月刊OPTRONICS 特集序文公開

光計測・光操作技術を用いた睡眠×脳代謝研究

1.はじめに

近年の脳科学の発展において,光技術が果たす役割は極めて大きい。特に,動物実験における光操作と光計測技術は,従来の電気生理学的手法による神経活動計測や,電気刺激あるいは薬物投与による神経活動操作による知見を補完し,時空間的により正確性の高いデータを提供することで神経科学の発展に大いに役立ってきた。脳科学研究の一翼を担う睡眠研究分野においても,ヒトや動物の睡眠中の脳活動解明に向け,神経発火活動を秒単位で操作するオプトジェネティクスや蛍光プローブを用いた細胞種特異的な神経活動計測などの技術を駆使した研究が数多く行われてきた。
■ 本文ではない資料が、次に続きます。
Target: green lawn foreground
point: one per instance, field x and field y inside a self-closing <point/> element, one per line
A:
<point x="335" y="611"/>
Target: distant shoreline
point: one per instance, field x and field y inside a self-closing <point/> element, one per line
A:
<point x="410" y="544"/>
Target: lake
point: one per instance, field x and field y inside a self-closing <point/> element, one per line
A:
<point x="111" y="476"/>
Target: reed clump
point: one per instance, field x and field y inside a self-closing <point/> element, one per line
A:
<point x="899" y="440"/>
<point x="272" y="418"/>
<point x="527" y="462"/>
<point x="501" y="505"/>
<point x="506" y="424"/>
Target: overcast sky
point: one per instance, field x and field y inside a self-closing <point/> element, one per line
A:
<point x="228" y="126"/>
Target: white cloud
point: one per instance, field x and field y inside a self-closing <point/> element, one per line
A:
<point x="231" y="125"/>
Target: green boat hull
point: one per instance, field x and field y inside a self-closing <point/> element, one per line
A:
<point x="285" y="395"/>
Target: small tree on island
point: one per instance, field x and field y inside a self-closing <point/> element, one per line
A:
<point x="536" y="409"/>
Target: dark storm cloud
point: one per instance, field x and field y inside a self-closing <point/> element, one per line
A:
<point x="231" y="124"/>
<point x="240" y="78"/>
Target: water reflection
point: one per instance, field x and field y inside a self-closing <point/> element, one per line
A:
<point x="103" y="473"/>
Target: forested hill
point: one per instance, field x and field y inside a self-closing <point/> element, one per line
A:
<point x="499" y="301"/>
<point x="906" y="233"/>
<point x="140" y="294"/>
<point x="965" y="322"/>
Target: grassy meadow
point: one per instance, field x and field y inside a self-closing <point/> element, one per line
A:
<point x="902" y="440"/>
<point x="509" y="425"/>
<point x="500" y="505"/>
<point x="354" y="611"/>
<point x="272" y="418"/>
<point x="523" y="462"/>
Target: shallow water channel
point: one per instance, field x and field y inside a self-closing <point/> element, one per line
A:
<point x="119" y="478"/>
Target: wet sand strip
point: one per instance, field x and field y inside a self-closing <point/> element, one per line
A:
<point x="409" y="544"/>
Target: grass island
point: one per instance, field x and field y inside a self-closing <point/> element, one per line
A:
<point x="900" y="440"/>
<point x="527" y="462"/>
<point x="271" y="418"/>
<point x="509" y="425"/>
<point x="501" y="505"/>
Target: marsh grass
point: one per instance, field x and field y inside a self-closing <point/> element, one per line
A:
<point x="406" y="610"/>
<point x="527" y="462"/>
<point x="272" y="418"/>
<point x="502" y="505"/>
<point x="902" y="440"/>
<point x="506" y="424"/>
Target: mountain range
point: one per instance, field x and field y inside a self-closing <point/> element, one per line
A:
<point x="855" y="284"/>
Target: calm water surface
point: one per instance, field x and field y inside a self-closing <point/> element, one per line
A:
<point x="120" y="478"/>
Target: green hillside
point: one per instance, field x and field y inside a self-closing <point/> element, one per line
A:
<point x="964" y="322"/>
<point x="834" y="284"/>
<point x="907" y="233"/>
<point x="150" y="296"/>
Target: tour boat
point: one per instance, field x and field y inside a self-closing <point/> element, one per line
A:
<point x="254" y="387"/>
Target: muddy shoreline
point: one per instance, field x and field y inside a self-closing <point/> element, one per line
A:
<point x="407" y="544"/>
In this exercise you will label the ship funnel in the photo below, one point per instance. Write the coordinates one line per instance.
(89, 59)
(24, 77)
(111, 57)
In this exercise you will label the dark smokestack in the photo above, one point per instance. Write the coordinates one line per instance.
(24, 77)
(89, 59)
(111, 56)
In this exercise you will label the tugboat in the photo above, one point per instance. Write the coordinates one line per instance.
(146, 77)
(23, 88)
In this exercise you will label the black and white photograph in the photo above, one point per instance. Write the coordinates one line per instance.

それにより,睡眠-覚醒を引き起こす神経群の同定や,ノンレム・レム睡眠中に特異的に生じる様々な神経活動パターンの観察,さらには睡眠中の海馬神経の活動が記憶に与える影響の解明など,多くの重要な知見が世に出されている。本稿ではその中で,筆者らが最近報告した,神経活動を下支えする脳のもう一つの活動である脳のエネルギー代謝活動が,覚醒中枢神経の一つであるセロトニン神経の制御を受けて睡眠覚醒依存的に変動するという研究成果を紹介する。本研究はマウス生体脳の光操作と光計測を組み合わせて達成したものであり,光技術を駆使した比較的ユニークな動物睡眠研究の一例としてお読み頂ければ幸いである。